If China wants to save .009 of its population by 2050, they need to implement UN tobacco control policies, including surveillance and monitoring of tobacco use prevalence, creation of smoke-free environments, treatment of tobacco dependence, tobacco consumption taxation and other price controls, enforcement of heath warnings on tobacco packages and marketing bans. 

If the Communist party in China wants to be overthrown immediately, they will do just that, because there are hundreds of millions of smokers there, and the Chinese government is the world's largest tobacco product manufacturer. The public will put up with banning cars for commoners, banning free speech, and whatever else, but they are going to create a special sort of Hell for anyone who takes away smoking for the 50 percent of the male population that does it.

Chinese culture has already created a lot of Hells, they don't need one more.

Officialy, China joined the WHO Framework Convention on Tobacco Control (FCTC) in 2003, but they sign most treaties on a somewhat volunteer basis. The only reason they might do it is if they can be convinced a few million deaths will cost more for health care.

And that becomes the trade-off; does smoker health care and an early death cost more than 13 million people living to a ripe old age and still needing a lot of health care?
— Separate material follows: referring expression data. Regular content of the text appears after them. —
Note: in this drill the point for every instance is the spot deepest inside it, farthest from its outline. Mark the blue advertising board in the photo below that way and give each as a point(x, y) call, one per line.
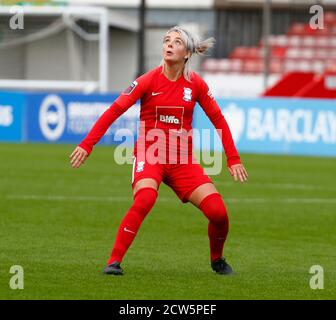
point(69, 117)
point(264, 125)
point(282, 126)
point(11, 116)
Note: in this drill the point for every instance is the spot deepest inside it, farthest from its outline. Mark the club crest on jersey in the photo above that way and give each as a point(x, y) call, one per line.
point(130, 89)
point(187, 94)
point(140, 166)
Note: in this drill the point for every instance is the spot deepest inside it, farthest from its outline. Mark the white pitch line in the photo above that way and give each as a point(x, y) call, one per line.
point(165, 199)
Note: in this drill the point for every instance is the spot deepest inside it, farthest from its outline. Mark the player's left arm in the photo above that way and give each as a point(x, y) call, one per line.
point(213, 111)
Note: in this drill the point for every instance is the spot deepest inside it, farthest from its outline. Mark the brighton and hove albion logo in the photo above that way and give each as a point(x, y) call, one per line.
point(52, 117)
point(235, 118)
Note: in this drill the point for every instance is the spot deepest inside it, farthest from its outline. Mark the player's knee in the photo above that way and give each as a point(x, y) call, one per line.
point(214, 209)
point(144, 199)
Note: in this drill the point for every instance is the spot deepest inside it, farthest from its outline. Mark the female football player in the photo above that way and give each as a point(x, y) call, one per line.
point(168, 95)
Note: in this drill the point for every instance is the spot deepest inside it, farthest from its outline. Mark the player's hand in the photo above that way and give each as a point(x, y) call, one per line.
point(238, 172)
point(78, 157)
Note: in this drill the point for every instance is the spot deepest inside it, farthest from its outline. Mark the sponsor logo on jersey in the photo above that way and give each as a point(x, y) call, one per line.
point(169, 118)
point(187, 94)
point(130, 89)
point(140, 166)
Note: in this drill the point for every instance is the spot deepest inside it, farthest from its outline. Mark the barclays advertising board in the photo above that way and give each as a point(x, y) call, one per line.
point(69, 117)
point(282, 126)
point(11, 117)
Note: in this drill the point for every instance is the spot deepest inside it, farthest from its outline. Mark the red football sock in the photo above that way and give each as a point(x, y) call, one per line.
point(214, 209)
point(143, 202)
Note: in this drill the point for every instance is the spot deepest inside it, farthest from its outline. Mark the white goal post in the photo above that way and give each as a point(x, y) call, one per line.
point(94, 14)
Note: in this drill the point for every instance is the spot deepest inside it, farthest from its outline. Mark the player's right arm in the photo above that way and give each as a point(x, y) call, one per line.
point(127, 99)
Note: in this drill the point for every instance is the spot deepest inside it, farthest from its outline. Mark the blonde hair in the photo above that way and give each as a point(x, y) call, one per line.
point(194, 45)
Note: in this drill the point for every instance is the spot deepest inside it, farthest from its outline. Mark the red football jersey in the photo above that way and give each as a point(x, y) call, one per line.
point(166, 113)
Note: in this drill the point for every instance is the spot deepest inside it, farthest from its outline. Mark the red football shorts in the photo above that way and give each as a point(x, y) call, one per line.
point(182, 178)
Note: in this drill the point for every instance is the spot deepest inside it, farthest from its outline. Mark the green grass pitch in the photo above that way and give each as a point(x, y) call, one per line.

Reducing smoking rates by 40 percent sounds great to American academics but it may not sound great to party leaders. David T. Levy, PhD, a population scientist at Georgetown Lombardi Comprehensive Cancer Center, and colleagues utilized a computer simulation program called SimSmoke to model tobacco smoking prevalence, smoking-attributable death and the impact of tobacco control policies between 2015 and 2050. The researchers analyzed data including China's adult population, current and former smoking prevalence, initiation and cessation rates and past policy levels.
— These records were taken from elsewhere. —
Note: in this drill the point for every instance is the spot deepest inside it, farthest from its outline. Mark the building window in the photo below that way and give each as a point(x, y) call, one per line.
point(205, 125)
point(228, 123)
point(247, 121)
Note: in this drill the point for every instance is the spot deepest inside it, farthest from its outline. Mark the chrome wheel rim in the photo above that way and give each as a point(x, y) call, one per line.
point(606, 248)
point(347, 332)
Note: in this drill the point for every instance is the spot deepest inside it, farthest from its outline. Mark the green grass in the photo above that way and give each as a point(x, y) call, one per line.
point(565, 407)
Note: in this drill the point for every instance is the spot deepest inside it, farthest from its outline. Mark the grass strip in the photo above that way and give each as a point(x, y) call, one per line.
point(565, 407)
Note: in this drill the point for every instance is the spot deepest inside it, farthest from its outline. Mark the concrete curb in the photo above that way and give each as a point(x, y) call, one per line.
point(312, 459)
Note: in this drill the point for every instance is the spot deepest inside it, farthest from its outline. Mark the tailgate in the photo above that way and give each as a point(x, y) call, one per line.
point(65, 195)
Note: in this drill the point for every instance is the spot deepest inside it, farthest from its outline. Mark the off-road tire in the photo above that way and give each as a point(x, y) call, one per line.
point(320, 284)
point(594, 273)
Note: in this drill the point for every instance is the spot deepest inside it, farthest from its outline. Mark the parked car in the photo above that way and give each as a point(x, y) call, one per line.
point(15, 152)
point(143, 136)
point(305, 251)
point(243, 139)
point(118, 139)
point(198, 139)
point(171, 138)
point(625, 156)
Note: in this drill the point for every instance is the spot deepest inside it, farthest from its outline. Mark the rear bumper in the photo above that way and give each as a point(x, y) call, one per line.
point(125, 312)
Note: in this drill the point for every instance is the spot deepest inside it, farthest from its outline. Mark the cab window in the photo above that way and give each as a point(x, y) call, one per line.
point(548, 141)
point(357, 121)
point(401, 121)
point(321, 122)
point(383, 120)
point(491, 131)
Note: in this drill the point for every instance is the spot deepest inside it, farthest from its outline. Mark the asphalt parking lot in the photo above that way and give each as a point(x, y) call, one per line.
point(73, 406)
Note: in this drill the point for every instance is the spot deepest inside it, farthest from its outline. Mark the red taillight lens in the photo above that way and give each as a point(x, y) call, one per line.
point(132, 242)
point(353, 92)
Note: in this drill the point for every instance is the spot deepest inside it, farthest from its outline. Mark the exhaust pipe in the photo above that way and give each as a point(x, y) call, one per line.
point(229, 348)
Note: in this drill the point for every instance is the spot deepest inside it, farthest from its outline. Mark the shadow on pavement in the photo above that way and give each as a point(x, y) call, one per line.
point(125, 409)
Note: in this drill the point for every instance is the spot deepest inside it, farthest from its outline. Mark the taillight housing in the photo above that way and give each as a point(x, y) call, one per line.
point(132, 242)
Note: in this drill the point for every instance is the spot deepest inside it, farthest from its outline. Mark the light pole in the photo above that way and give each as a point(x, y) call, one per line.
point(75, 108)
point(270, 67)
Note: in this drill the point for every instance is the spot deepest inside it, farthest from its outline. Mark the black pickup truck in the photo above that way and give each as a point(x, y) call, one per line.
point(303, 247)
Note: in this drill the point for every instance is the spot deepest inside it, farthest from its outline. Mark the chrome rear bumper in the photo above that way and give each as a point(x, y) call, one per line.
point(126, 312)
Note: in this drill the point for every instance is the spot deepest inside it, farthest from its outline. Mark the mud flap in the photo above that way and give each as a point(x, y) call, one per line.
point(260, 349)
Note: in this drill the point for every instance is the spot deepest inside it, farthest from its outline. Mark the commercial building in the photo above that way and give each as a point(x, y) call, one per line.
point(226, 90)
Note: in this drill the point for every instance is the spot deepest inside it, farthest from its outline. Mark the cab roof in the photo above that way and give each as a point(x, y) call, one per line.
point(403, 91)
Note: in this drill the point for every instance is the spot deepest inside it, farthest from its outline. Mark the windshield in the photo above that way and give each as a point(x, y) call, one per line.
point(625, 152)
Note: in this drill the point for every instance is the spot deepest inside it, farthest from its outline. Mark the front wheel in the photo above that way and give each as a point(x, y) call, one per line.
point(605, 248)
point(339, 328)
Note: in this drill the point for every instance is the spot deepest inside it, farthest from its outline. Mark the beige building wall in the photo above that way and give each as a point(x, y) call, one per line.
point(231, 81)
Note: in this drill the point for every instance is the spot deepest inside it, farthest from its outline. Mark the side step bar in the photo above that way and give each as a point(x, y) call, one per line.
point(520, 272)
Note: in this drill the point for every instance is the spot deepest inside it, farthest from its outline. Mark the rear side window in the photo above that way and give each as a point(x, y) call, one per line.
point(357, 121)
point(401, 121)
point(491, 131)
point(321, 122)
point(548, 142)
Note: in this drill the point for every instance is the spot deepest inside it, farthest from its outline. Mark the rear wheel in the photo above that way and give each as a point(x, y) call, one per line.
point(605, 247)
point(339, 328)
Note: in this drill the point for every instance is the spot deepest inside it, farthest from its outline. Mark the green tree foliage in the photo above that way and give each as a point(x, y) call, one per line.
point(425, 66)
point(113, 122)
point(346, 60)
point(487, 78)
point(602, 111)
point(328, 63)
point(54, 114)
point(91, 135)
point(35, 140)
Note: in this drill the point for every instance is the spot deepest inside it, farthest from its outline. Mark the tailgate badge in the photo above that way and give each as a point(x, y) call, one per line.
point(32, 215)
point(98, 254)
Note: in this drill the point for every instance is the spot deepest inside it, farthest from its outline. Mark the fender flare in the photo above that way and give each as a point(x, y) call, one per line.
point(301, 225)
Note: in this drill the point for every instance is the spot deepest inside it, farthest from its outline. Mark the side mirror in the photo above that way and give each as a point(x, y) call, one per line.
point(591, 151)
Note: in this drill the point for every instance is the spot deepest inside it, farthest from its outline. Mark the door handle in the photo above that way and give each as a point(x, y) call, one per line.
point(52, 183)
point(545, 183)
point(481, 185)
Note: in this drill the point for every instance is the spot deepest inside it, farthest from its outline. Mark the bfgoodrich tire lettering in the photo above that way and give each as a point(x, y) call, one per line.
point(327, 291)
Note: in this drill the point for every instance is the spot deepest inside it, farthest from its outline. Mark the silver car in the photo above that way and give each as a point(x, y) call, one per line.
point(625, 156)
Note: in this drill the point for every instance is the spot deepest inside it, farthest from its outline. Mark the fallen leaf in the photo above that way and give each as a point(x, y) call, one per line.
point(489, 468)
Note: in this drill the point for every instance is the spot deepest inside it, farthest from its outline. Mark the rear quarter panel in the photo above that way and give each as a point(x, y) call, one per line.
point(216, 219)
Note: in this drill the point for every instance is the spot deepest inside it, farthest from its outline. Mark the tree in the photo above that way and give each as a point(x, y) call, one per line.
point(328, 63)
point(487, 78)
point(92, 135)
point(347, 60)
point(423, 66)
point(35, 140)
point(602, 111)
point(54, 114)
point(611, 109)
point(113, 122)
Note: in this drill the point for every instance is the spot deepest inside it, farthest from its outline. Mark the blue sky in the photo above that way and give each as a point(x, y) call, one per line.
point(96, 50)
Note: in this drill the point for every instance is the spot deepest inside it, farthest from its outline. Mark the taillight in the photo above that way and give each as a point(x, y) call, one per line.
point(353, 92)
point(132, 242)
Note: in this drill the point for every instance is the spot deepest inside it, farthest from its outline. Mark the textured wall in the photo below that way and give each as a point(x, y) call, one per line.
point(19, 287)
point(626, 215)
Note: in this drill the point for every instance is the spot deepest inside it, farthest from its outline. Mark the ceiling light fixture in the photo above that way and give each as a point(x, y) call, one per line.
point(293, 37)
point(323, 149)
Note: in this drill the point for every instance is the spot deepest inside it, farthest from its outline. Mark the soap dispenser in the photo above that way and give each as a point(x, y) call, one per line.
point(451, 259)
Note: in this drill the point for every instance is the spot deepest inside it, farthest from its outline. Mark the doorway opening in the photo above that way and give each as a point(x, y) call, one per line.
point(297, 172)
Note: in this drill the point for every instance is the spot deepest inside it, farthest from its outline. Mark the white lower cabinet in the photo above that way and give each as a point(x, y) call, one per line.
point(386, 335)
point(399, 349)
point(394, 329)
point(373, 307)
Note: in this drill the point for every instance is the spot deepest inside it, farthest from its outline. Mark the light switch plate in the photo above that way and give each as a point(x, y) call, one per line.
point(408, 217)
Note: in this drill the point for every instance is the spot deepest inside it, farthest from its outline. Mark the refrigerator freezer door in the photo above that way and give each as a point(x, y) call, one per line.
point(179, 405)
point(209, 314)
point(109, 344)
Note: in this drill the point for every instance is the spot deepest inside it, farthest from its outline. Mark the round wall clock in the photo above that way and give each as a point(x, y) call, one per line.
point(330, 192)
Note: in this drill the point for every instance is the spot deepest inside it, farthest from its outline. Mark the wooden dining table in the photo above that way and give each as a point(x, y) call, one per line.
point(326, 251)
Levy says that according to SimSmoke, raising taxes on tobacco products would have the greatest impact on reducing smoking rates.
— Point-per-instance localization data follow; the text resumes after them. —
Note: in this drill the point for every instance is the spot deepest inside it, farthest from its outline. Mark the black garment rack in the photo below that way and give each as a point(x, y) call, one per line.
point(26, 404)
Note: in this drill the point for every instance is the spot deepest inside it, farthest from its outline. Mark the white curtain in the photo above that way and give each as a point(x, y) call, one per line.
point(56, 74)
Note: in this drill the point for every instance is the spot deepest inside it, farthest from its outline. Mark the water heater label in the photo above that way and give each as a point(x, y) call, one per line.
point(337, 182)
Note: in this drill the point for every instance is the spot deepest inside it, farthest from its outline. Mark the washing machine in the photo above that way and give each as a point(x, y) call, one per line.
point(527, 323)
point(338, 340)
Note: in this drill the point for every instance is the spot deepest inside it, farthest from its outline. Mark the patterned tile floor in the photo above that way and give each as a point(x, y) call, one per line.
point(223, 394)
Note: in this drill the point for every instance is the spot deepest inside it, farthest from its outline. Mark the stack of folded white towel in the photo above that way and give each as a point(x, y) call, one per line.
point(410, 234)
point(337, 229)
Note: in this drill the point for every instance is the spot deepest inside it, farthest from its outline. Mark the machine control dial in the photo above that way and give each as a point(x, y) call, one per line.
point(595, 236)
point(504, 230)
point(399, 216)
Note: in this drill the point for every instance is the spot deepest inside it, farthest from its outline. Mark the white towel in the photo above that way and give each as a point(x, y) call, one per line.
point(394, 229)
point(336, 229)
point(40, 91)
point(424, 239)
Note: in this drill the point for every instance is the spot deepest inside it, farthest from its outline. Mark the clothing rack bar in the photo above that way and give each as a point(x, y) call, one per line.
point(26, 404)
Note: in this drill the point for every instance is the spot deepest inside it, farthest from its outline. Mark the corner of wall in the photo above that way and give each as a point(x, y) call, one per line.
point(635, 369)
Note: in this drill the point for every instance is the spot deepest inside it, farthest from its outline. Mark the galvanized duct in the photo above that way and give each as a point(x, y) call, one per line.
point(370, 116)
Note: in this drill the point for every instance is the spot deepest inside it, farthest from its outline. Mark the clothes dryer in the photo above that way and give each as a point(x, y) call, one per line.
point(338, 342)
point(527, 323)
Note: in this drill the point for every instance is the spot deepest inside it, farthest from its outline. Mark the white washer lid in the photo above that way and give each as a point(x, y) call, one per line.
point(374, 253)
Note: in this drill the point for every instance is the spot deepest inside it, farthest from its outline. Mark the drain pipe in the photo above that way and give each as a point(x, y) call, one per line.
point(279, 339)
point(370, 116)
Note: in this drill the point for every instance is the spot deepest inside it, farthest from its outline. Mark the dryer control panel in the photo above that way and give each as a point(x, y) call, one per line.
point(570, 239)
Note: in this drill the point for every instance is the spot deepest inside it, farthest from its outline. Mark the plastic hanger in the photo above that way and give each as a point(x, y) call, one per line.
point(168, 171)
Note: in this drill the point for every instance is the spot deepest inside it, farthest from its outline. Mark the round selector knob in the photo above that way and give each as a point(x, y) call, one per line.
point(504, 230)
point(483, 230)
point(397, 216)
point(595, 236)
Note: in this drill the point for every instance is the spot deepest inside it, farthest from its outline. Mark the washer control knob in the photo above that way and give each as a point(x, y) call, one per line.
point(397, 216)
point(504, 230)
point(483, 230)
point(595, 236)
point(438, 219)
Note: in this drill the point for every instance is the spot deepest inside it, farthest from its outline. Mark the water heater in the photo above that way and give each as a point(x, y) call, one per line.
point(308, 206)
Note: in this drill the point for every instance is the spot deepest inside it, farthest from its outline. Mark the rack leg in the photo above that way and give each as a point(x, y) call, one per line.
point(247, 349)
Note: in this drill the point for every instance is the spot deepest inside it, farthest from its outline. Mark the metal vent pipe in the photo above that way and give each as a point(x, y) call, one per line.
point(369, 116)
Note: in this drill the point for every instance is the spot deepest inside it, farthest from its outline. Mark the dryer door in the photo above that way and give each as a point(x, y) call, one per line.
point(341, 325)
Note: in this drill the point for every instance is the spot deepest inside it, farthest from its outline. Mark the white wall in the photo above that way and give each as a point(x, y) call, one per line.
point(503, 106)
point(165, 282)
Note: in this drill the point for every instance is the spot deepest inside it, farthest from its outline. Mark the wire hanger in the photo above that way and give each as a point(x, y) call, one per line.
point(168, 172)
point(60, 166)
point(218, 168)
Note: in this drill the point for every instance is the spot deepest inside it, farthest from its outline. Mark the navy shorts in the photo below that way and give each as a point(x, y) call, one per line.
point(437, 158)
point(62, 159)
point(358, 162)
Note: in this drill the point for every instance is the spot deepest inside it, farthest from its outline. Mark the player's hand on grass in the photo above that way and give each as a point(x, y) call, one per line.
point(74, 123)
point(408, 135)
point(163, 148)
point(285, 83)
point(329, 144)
"In 2009, China raised the tax on tobacco by almost 12 percent, but the increased cost was not passed along to consumers," Levy explains. "If China raised the taxes to 75 percent of the package price and increased the price commensurately, there would be a decrease in smoking of 10 percent within three years."

China has banned smoking on public transportation. The country has implemented weak tobacco dependence treatment programs and some advertising bansthat are weakly enforced, according to Levy. These policies do not meet the FCTC requirements, he says.

"Some of the WHO FCTC policies will cost money to implement, but taxation policies and strong health warnings in particular would be cost effective," Levy says.